Human developmental studies now reveal that our minds do not develop in isolation, nor are they based on a predetermined internal blueprint, but are organised, shaped and patterned as we interact and communicate in relationships. Our minds are malleable, social structures fashioned in relationship. The knowledge we have about ourselves, what you might call your sense of self, is something learnt as you grow during childhood, gaining self-knowledge is a collaborative process as minds are “co-constructed”.

The connection between mental health, past relationships and human need is no longer one of implication but is a physical one. Internal suffering emerges out of deficiencies in the provision of universal needs, resulting in misguided self perspectives and leading to the common symptoms many understand as “mental health disorders”. To navigate and survive an environment of thwarted human need requires healthy creative compromises. These are the adaptations and preoccupations often associated with mental health problems, but in reality they are vital for psychological survival.

“It makes sense; take the family style I grew up in. There were various restrictions on the liberty I had to explore my impulses and feelings would go unnamed or lead to my estrangement. Over time aspects of my internal world became sources of mistrust and fear within me, for one of the rules about need is how anxiety surrounds and replaces it once forbidden.

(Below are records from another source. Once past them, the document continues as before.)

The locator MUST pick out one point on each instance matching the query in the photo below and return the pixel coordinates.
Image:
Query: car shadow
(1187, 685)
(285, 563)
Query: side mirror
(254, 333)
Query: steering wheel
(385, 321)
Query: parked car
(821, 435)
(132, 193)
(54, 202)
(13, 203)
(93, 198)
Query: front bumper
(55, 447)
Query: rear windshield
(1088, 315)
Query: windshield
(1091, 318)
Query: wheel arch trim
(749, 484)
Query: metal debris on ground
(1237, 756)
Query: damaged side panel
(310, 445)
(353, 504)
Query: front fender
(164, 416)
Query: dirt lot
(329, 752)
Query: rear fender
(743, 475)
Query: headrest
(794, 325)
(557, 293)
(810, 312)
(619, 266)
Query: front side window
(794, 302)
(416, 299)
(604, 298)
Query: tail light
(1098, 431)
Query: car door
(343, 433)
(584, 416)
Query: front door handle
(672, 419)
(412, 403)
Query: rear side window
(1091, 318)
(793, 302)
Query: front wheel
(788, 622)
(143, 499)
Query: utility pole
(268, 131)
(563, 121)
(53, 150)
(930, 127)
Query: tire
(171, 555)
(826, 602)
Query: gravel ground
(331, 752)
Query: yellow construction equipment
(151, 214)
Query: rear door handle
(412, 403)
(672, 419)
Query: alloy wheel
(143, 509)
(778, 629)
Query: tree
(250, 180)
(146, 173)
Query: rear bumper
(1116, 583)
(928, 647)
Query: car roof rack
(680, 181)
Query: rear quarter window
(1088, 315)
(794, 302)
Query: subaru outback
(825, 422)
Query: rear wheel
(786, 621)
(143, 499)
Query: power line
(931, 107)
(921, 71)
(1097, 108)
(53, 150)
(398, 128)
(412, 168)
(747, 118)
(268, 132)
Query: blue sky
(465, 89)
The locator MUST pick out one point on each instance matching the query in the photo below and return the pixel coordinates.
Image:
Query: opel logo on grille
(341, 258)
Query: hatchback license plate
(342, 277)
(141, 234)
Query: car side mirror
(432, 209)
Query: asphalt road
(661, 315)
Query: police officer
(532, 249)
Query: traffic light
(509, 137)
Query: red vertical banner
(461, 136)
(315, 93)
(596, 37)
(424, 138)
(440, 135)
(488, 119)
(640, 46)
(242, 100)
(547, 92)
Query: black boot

For me to differ from the families emotional style would have been too hurtful, naturally I became uncertain about what was unexpressed in me, depression replaced my expressions and in so doing I survived, affording me a best fit to the family mode”.  

Gambling, addiction, uncontrollable spending, excessive working, obsessions, depression all act as monumental distractions, saviours and protectors from internal need, discomfort and an emotional world that can feel just too scary.  In reality these are the creative compromises and ingenious adjustment reactions designed to accomplish the most human relationship in environments where human connections are restricted. As follows, people tend not to approach therapy but are propelled towards it by these survival reactions, for while these creative comprises provide minimisation of emotional need they never can fully bury the yearning that is coupled to failures of love and connection.